In the field sales sector, one common thing you’ll want to do is identify all the potential clients you have within a particular region, so you can assign your team the task of visiting them. Recent advances in geocoding technology, and open APIs such as the Nominatim project from OpenStreetMap make this much easier.
In this example, we’ll take a Pandas dataframe of addresses of Pizza Express branches, geocode them to obtain their latitude and longitude using Nominatim, calculate their distance from our starting point at Buckingham Palace London using GeoPy, and then map them using Folium. Here’s how it’s done.
Open a Jupyter notebook and import the pandas
, folium
package, plus the Nominatim
module from the geopy
package. Any packages you don’t have can be installed by entering pip3 install package-name
into your terminal.
import pandas as pd
from geopy.geocoders import Nominatim
import folium
Next, create a geolocator
object using Nominatim
. This gives you access to the API that powers the OpenStreetMap (OSM) mapping project and will allow us to geocode the addresses to obtain their latitude and longitude coordinates. When connecting, you’ll need to define a timeout
, and pass in a user_agent
string.
geolocator = Nominatim(timeout=10, user_agent="PDS")
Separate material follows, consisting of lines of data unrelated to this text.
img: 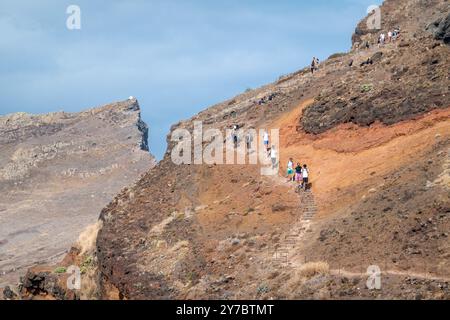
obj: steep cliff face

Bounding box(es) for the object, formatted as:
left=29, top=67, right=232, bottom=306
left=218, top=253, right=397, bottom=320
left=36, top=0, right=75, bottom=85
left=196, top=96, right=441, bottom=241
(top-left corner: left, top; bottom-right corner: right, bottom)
left=0, top=99, right=155, bottom=288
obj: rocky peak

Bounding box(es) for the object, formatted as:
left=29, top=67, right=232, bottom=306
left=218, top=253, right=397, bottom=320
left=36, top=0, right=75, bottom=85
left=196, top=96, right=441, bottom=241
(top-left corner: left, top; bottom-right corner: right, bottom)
left=0, top=99, right=155, bottom=288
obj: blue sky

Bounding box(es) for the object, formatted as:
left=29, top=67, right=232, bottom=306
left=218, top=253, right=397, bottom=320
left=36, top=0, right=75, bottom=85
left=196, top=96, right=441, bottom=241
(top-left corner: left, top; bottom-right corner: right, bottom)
left=0, top=0, right=382, bottom=159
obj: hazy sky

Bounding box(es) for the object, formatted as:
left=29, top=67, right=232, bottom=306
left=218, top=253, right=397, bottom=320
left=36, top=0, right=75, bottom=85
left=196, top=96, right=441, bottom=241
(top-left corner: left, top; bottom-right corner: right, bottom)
left=0, top=0, right=382, bottom=159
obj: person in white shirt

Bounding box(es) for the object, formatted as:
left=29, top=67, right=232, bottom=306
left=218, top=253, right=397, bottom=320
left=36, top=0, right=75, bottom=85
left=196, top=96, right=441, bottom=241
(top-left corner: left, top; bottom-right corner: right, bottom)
left=380, top=33, right=386, bottom=45
left=301, top=164, right=309, bottom=190
left=263, top=130, right=270, bottom=156
left=263, top=131, right=269, bottom=147
left=270, top=145, right=278, bottom=169
left=287, top=158, right=294, bottom=179
left=388, top=31, right=393, bottom=42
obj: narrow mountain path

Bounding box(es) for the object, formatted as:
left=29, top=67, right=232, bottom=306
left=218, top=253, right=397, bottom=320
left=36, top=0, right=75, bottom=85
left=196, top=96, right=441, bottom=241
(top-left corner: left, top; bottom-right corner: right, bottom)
left=267, top=171, right=318, bottom=268
left=329, top=268, right=450, bottom=283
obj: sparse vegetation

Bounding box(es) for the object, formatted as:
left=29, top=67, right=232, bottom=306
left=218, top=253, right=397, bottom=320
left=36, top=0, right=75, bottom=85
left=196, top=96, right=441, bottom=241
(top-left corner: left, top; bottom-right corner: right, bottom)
left=80, top=256, right=94, bottom=274
left=361, top=84, right=373, bottom=93
left=298, top=262, right=330, bottom=279
left=257, top=284, right=269, bottom=295
left=246, top=207, right=255, bottom=214
left=54, top=266, right=67, bottom=274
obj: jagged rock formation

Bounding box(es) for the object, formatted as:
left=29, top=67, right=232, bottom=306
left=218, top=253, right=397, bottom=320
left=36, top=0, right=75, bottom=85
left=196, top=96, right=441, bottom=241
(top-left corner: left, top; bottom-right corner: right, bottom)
left=12, top=0, right=450, bottom=300
left=0, top=99, right=155, bottom=288
left=428, top=12, right=450, bottom=44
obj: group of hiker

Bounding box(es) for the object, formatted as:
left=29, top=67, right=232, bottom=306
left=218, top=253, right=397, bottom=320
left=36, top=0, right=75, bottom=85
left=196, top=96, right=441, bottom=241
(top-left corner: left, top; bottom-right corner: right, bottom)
left=230, top=127, right=310, bottom=189
left=286, top=158, right=310, bottom=190
left=310, top=57, right=320, bottom=74
left=359, top=57, right=374, bottom=67
left=231, top=128, right=277, bottom=167
left=258, top=93, right=277, bottom=106
left=378, top=27, right=401, bottom=46
left=359, top=27, right=401, bottom=51
left=263, top=130, right=279, bottom=169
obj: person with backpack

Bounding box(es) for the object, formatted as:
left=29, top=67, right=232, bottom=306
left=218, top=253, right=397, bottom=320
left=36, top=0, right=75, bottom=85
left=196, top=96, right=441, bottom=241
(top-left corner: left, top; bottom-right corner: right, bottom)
left=295, top=163, right=303, bottom=184
left=310, top=57, right=316, bottom=74
left=301, top=164, right=309, bottom=190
You can use any address dataset you like. For demonstration purposes, I’ve constructed a really simple dataset comprising the postcodes of a range of Pizza Express restaurants in London and the surrounding area. You can pass in partial addresses, such as postcodes, or complete addresses, but you may need to experiment to get the best match results.
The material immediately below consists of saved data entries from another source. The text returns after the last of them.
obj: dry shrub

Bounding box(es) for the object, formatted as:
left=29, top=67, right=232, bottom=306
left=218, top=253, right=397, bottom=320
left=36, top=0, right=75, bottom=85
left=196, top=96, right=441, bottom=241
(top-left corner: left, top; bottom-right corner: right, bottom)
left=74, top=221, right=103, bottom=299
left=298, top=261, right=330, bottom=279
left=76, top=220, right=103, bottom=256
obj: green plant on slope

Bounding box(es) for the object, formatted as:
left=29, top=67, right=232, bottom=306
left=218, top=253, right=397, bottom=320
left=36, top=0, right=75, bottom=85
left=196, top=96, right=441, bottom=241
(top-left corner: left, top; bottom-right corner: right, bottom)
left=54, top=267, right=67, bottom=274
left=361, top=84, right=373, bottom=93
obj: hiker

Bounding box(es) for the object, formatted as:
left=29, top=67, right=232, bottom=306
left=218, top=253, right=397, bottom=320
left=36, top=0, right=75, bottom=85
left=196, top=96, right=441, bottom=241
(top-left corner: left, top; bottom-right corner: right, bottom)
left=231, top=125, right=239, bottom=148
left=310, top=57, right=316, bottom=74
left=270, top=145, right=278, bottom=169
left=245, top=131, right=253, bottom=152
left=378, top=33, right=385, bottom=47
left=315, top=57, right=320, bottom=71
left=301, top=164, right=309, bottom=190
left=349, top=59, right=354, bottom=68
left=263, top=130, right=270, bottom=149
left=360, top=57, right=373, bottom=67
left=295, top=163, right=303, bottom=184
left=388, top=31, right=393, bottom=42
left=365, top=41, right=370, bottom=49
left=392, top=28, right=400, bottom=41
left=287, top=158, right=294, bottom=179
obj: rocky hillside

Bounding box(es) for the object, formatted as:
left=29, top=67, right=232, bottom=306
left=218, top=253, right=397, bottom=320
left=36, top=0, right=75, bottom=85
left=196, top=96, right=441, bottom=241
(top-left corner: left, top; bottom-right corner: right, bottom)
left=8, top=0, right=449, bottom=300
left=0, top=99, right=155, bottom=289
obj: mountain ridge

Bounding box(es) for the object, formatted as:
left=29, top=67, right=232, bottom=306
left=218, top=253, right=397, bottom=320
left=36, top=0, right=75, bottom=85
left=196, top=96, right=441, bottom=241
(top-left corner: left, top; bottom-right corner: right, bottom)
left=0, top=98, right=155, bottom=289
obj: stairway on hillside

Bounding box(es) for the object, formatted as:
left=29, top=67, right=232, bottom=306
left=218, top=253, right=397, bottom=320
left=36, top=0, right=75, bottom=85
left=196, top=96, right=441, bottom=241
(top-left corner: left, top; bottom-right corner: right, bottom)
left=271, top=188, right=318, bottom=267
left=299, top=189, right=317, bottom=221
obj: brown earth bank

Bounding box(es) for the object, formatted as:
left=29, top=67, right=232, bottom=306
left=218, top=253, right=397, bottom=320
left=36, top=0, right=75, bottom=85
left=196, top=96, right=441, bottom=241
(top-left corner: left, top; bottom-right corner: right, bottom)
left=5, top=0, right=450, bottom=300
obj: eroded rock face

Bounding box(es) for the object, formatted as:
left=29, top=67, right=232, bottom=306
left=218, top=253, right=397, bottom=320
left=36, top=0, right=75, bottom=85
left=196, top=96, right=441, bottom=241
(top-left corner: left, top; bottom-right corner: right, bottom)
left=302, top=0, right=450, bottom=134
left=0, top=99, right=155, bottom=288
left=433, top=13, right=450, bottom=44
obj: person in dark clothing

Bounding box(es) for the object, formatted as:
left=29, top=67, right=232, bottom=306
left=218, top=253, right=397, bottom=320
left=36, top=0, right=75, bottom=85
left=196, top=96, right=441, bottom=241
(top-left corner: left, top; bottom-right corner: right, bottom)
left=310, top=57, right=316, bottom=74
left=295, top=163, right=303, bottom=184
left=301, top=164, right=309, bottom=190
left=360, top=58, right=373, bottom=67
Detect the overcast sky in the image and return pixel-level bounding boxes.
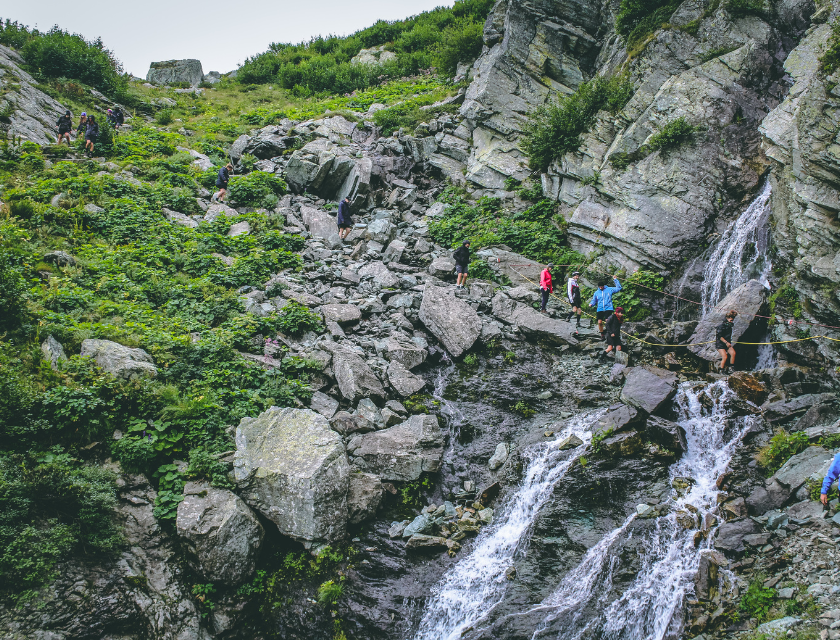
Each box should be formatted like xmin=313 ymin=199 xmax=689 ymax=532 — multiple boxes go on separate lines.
xmin=5 ymin=0 xmax=454 ymax=78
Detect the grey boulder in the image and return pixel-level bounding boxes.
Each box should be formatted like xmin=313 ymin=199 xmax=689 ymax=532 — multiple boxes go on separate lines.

df = pd.read_csv('pizza.csv')
df.head()
postcode | |
---|---|
0 | EC2Y 5AS |
1 | WC2R 1JA |
2 | W2 1BF |
3 | SE1 9QQ |
4 | SW15 2SW |
Next, we’ll use the geocode()
function from geolocator
. I’ve given this the address of Buckingham Palace, London, which has the postcode SW1 1AA. Running the function returns some data from geolocator
, comprising the full address, the latitude and longitude coordinates.
location = geolocator.geocode('Buckingham Palace, London, SW1 1AA')
location
Location(Buckingham Palace, Buckingham Gate, Victoria,
City of Westminster, London, Greater London, England,
SW1E 6JP, United Kingdom, (51.500841300000005, -0.14298782562962786, 0.0))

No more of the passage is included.